Transportation will see $553.2 million in capital spending. This includes twinning Highway 3 west of Prince Albert, and multiple passing lanes projects on Highways 2, 3, 5, 6, 12, 14, 16 and 39.
Education will get $189.9 for capital projects, including $101.9 million for 21 ongoing capital projects building 16 new schools and renovating five. There will be changes to education property tax mill rates that will increase provincial revenue available for pre-K to Grade 12 in line with inflation.
Saskatchewan Party campaign promises from the fall election were noteworthy as new spending. “There was 14 of them. We kept 14 of those,” Harpauer said.
Approximately 100 continuing care aides will be hired as well, the first year in a three-year plan to hire 300. There $6 million for autism support, $5 million for insulin pumps as well as continuous glucose monitoring for kids under 18.
Seniors ambulance fees are maxed out at $135, down from $275. Regina and Saskatoon will see a $6.6 million for additional ambulances to address patient transfer delays, wait times, and a new computer dispatch system. STARS will see $1.4 million towards a new helicopter.
The “Saskatchewan Economic Recovery Rebate” reducing electricity bills by 10 per cent will cost $174.8 million, and there is a $285 million SGI Auto Fund Recovery Rebate.
While last summer the government announced an ambitious $4 billion Lake Diefenbaker Irrigation Westside Expansion Project, this year Phase 1 of that project is allocated $18.9 million.

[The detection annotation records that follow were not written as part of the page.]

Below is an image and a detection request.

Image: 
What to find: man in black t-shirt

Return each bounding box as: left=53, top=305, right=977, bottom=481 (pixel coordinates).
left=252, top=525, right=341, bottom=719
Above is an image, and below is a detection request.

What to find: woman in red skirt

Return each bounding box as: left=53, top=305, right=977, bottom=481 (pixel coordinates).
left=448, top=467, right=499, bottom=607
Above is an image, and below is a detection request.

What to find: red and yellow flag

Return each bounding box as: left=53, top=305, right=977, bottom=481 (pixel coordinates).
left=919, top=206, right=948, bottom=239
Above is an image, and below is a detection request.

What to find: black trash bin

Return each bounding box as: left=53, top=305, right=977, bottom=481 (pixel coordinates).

Some activities that have so-far skirted targeted taxation are under the microscope, under the term “tax fairness.” Vapour and heat-not-burn tobacco products will both be taxed. While people pumping gas in their vehicles pay provincial taxes on the fuel for road use, “This budget will introduce a road use fee for electric vehicles at the time of registration.”
Those electric vehicles will be charged $150 per year when they are registered, based on the equivalent of a gas vehicle using 10 litres per 100 kilometres, and 10,000 kilometres per year. There are only 403 electric vehicles registered in Saskatchewan, so the total amount is expected to be about $60,000.
Saskatchewan will open an additional four trade and investment offices abroad, in addition to four already in place.
The budget forecasts the average price of West Texas Intermediate oil to be $54.33 for 2021-22, an improvement from the 2020-21 forecast of $42.27. Oil production is budgeted to come in at 160 million barrels, an improvement from 154 million barrels forecast for last year. There will be $3.8 million in royalty relief for oil and gas producers to invest in methane reduction projects. There will also be a modernization and expansion of the High Water Cut Program to make wells more viable for producers.
Potash is budgeted to netback US$191 per tonne for KCL, and C$396 per tone for K2O. Potash sales are budgeted at 14.3 million tonnes, a slight improvement over last year and notably higher than the 12.7 million tonnes in 2019-20.
The Canadian dollar is budgeted at 79.12 U.S. cents.